A few years ago when I was trolling to buy outdoor media for new clients, I remember making a phone call to a major, well-known brand company. I got the Chief Marketing Officer on the phone. He said. “How can I help you”. I told him I was a big media buyer for a well-known company. He then asked a logical question, “What kind of media are you buying?”
I thought my chance was here to show how hip and trendy I am.
“I specialize in buying outdoor media. I don’t think you currently use outdoor media and I think it would be a great outlet for your advertising plan. “
A little long pause, then a deep breath. “Boy, what’s the media out of the house?”
“Why didn’t you just say that,” he said with a smile. “Everyone knows what a billboard is, let’s hear what you have to say.” I never used the term outdoor media again.
Now when I travel, and I talk to the person next to me, they say hey what do you do for a living? Because they will never believe that I am a male model, I tell them the truth.
I tell them I work in the billboard industry. You know, big signboards on the side of the highway. These could be the nice little TV sets at the gas pump or the little screens you check out at your grocery store. All these billboards only pass in different forms and with the same information different technologies.
People now understand what I’m saying, they shake their heads and say “how great it must be, I’ve never met anyone in the billboard business” then they start telling me which billboard products they like and which billboard products they like. No.
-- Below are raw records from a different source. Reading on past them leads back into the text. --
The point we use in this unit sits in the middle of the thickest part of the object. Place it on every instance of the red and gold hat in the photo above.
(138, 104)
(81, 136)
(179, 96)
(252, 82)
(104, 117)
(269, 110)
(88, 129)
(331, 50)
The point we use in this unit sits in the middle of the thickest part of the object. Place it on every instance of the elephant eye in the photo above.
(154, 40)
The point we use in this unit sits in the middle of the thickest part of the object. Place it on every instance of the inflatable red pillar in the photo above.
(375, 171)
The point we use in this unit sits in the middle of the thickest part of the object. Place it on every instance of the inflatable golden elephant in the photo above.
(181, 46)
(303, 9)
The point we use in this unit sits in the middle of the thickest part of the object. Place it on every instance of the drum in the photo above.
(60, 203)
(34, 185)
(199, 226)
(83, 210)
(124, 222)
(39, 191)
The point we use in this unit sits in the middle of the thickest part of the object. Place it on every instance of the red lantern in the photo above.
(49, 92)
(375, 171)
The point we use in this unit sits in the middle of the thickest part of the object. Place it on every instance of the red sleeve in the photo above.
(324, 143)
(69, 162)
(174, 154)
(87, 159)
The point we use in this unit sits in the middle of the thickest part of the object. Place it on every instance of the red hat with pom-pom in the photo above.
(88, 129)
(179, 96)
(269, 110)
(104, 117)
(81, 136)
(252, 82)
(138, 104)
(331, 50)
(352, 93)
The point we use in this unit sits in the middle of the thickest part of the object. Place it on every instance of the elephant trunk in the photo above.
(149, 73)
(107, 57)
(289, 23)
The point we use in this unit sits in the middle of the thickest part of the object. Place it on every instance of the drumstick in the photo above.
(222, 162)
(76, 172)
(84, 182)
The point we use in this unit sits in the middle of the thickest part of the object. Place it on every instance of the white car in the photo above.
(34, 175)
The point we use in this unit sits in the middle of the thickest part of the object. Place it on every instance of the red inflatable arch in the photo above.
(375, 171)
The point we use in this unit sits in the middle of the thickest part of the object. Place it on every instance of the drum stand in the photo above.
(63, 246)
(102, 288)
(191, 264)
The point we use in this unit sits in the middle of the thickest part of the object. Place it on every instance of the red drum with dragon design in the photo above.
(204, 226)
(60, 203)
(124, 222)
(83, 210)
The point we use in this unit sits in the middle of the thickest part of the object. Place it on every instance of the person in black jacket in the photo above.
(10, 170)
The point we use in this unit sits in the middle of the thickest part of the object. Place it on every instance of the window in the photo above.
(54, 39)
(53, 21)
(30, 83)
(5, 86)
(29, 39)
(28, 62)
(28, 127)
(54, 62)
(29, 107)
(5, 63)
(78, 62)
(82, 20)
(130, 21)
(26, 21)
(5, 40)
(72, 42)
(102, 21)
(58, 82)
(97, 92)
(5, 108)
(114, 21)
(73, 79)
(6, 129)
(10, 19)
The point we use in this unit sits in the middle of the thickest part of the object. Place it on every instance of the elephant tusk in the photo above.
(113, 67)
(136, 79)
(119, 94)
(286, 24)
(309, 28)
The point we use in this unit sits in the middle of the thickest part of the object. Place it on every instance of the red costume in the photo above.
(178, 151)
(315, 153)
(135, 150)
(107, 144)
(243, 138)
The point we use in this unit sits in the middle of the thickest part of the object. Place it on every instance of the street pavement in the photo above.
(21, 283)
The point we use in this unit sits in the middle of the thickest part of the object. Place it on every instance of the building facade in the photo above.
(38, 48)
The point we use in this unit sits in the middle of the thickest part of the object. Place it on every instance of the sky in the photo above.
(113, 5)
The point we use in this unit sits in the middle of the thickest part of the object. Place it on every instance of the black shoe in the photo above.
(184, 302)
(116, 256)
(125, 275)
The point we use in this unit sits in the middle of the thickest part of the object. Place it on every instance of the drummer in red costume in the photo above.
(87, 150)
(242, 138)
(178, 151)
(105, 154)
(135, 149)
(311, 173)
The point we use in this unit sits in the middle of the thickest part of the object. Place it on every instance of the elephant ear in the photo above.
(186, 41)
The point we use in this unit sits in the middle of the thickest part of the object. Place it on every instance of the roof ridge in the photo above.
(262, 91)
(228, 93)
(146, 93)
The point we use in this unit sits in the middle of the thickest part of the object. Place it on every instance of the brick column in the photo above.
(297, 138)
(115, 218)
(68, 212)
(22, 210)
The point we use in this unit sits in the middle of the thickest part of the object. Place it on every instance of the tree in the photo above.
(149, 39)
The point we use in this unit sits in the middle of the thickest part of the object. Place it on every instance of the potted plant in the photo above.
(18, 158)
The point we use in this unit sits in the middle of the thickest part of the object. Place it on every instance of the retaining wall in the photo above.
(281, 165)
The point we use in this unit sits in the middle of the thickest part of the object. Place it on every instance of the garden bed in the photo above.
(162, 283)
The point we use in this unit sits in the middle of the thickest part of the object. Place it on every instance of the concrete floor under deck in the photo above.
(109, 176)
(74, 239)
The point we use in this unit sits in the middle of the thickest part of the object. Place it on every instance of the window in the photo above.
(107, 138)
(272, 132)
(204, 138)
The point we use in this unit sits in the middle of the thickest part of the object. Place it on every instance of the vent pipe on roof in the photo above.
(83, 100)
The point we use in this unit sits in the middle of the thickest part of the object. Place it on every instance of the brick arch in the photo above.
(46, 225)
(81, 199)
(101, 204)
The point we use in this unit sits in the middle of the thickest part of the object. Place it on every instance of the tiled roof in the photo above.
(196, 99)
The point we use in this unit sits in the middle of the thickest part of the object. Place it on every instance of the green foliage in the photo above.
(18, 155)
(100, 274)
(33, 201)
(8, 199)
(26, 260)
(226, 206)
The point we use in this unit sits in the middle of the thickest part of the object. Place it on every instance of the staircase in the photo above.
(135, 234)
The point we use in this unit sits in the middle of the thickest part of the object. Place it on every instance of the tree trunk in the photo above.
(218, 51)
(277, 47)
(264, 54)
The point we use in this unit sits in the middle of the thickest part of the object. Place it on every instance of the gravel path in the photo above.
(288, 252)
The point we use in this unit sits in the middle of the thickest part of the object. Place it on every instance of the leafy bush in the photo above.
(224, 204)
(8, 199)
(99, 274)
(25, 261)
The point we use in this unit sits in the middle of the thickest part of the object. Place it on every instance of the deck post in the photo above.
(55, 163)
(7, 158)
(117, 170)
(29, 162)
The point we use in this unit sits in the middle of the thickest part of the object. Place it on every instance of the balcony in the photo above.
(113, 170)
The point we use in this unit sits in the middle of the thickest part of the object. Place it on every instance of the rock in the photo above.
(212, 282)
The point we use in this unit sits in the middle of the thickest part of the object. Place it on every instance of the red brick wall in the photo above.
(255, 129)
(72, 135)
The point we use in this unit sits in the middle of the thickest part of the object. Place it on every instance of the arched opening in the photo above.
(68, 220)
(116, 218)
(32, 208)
They do not say that I have never met anyone in the media outside the home. Or OOH. ‘Because no one will understand this word that is not really in our industry. And isn’t that what we’re trying to do, to convert those who don’t currently run their ads into our business to consider using us? How do we grow if we can’t convert dollars from other types of advertising into ours? How can they consider using us if they have to ask “What do you mean, what is the media outside the house? And why are you shouting ohh at all the caps?”
Now I don’t know if I’ve solved the problem of our few years of slow sales growth. If I do, you all owe me a lot of money. But somewhere along the way we have lost a little bit of our identity, something that has made us special. At recent conferences, both World Out of Home and Geopath / OAAA, the term “we’re going through another golden age right now” is being used. It’s as if we’re in a media renaissance outside the home. Okay, maybe we are. But if we are really going through another golden age, why not continue to include the word that has brought us so far, a word that everyone knows when we bring it up that we are talking, the word when we call it cold we always have it Say what
Billboards. A word that everyone understands. It’s a word that comes from everything else in our industry. If this is indeed another “golden age outside the home”, let us not forget where any word has brought us to today and continue to put those words in our dictionary, as well as on our sales pitches.